Ágoras y símbolos
Dos bibliotecas en el Este
La de las bibliotecas es una de las familias arquitectónicas que más se ha transformado debido al impulso doble, y casi siempre complementario, de la globalización y el cambio digital. Al menos desde la Ilustración, las bibliotecas se ligaron al ímpetu reformista y a la voluntad de construir sociedades fundadas en el saber, y se convirtieron en arquitecturas indispensables para la sociedad burguesa que habría de crecer a lo largo de los siglos xix y xx, hasta el punto de materializarse como uno de esos símbolos de la democracia que, junto con los museos, las universidades y los monumentos, debía contener cualquier ciudad avanzada en Occidente. La globalización vino a trastocar el modelo, y lo hizo de dos maneras: poniendo, por un lado, en crisis la idea de una cultura ‘nacional’, y por el otro abriendo el hasta entonces exclusivo catálogo de grandes bibliotecas a los países emergentes, que vieron en ese tipo de arquitectura un emblema del nuevo estatus internacional que estaban alcanzando o pretendían alcanzar. Todo esto en el marco de la creciente digitalización, que afectó menos al simbolismo o al uso social de las bibliotecas, que a su función primaria —contener libros—, habida cuenta de que los grandes archivos digitales —accesibles desde la nube y por tanto desmaterializados— convierten a priori a las bibliotecas en objetos redundantes: simples expositores de libros cuyo conocimiento ahora está disponible de otro modo, sin cuerpo, ‘en abierto’.

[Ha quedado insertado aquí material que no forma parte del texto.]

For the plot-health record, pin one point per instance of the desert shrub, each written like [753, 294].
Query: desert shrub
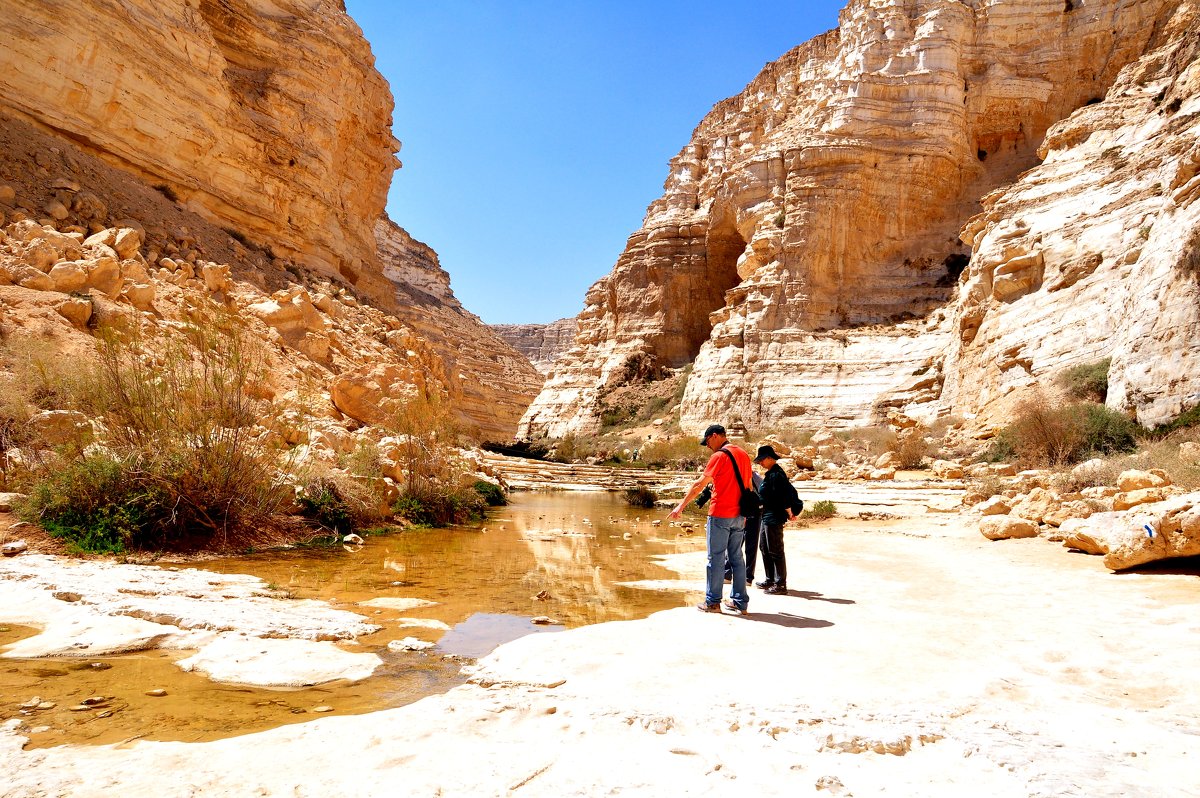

Este cambio de paradigma, del que venimos dando cuenta en estas páginas desde hace casi tres lustros (véase Arquitectura Viva 135), explica el sentido de muchas de las biliotecas que se han construido en el mundo desde que la globalización es una realidad: de una parte, reclamos sociales, ágoras de intercambio, que hacen del libro menos un objeto de consulta real que un señuelo de prestigio para juntar personas; y de otra parte, reclamos internacionales que muchas veces erigen arquitectos estrella para reforzar la imagen cultural de un país.

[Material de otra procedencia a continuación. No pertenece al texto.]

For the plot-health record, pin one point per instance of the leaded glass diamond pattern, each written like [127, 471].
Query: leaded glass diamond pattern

Este es el caso de los dos ejemplos que se presentan con detalle en este dossier: la Biblioteca Nacional de Israel en Jerusalén, y la Biblioteca de la Ciudad de Pekín. La primera, fruto de un concurso internacional ganado por Herzog & de Meuron, se instala con naturalidad en la capital bíblica, entroncando con la cultura material y climática del lugar, y convocando un espacio de acogida en el que la presencia material de los libros sigue determinando, como en las bibliotecas clásicas, la atmósfera del lugar. Por su parte, la biblioteca en el distrito pequinés de Tongzhou, obra de Snøhetta, hace de los libros una suerte de motivo ornamental que se dispone en largas estanterías curvas y topográficas y que resuena con un bosque de columnas para conformar un paisaje interior que, más que como un lugar silencioso de lectura, se concibe como una pequeña ciudad en sí misma: un espacio de intercambios sociales.